K.T. rolls her eyes. “No, that was
Lewis
Carroll.”

“I know. So, no, then. Who is he?”

“A
neurologist
!” K.T. grins, but I can’t see why she’s so excited about neurology all of a sudden. “I found an article he wrote online about sudden-onset comas.”

Okay,
now
I’m a little more interested.

“He theorizes certain coma cases are related, caused by a phenomenon unlike anything science has seen.”

Her eyebrows go up and mine follow. But maybe not for the same reason.

Cases?
Plural
? How many has he found? And how many of them are victims of the same demons that got Emily? That almost got me?

My chest aches. While I’m in the middle of nowhere trying to save Mariella, how many other kids are about to fall into their trap?

K.T.’s smile gets wider. “He talks about energy and brain waves that shoot off the charts for no apparent reason, and he insists there’s a
paranormal
aspect to the cases.”

“He might know something. You think he can help us get through to Mari?” I ask, not quite sure where she’s going with this.

The smile fades a little. “Maybe?” She hesitates, and her cheeks heat up. “Um, no. I
was
researching for ways to help Mari, but when I found Carroll, I thought he could maybe help Emily.”

My instinct is to remind her that Mariella is on a deadline, while Emily has been in the exact same condition for four years. She can probably wait another few weeks. I
want
to say that, but I don’t. Because if I were her, I’d hate to hear someone say that.

Dana’s black SUV pulls into the drop-off circle, and I take a step toward the car.

“Call him if you think he can help,” I tell her, “but I have to focus on one fight at a time.” She glances over her shoulder at Mari. When she meets my eyes again, I add, “If I survive Mari’s eighteenth, I’ll do whatever I can to help you with Emily, all right?”

Dana is starting to pull away, so I run toward her, flagging her down to get her to stop.

“Morning, Hudson.” She smiles, but she looks tired. The circles around her eyes are too dark to be completely hidden by her makeup, and her blinks are slow.

“Sorry. I, uh, I wanted to catch you before you left. We have this history project we have to do in groups, and Mari is in a group with K.T. and me.”

Dana’s eyes widen. “A
group
project? Mari doesn’t usually—”

“Well, she volunteered,” I lie. There isn’t a project, but K.T. and I need
some
excuse to spend a ton of time at Mari’s house, and this was the best we could come up with last night. “And I think she’s getting used to us.”
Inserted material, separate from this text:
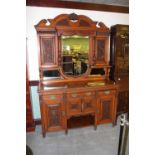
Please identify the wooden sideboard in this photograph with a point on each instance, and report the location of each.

Dana looks toward Mari in time to watch K.T. give her a hug and start talking to her about something. I can’t hear it from here, but I hope it’s the “project” we need to start working on. A sniffle from Dana pulls my eyes away from their conversation, and I realize there are tears running down her cheeks.

“Oh, I’m sorry.” Dana laughs and wipes her eyes, but then she looks up at me and gives up, letting the tears fall as she smiles. “Hudson, maybe this is crazy, but she’s changed so much since she met you. She’s been leaving the house and spending time with friends and she smiles more often when she’s with the two of you. You and K.T. are practically bringing her back to life, and it’s—”

She covers her mouth with her hand, her other hand patting my arm. I force a smile onto my face and cover her hand with my own, waiting the moment out.

Dana’s gratitude is like a choke chain around my throat. Each heartfelt tear pulls it tighter until it gets hard to breathe. She’s thanking me. She’s
thanking
me for bringing Mari back to life when, a week from tonight, Mari might fall out of it completely.

“You’re welcome to come over whenever you want,” Dana says when she regains the ability to speak. “You have a standing invitation at our house. Project or not.”

I force my smile wider and nod. “Thanks, Dana. I can bring Mari home after school if you want.”

We arrange the details, and Dana promises to call Horace and invite him for dinner before she drives off. Grinning. Like I need more pressure to succeed.

I don’t have to introduce myself to Mariella this morning, but K.T. and I don’t push our luck. After we fill Mari in on the “project” she missed yesterday, we talk about inconsequential things—homework assignments, sports, clothes. K.T. and I are careful to not let Mari out of our sight or say anything to piss off the demon listening through her brightly lit nightingale pendant.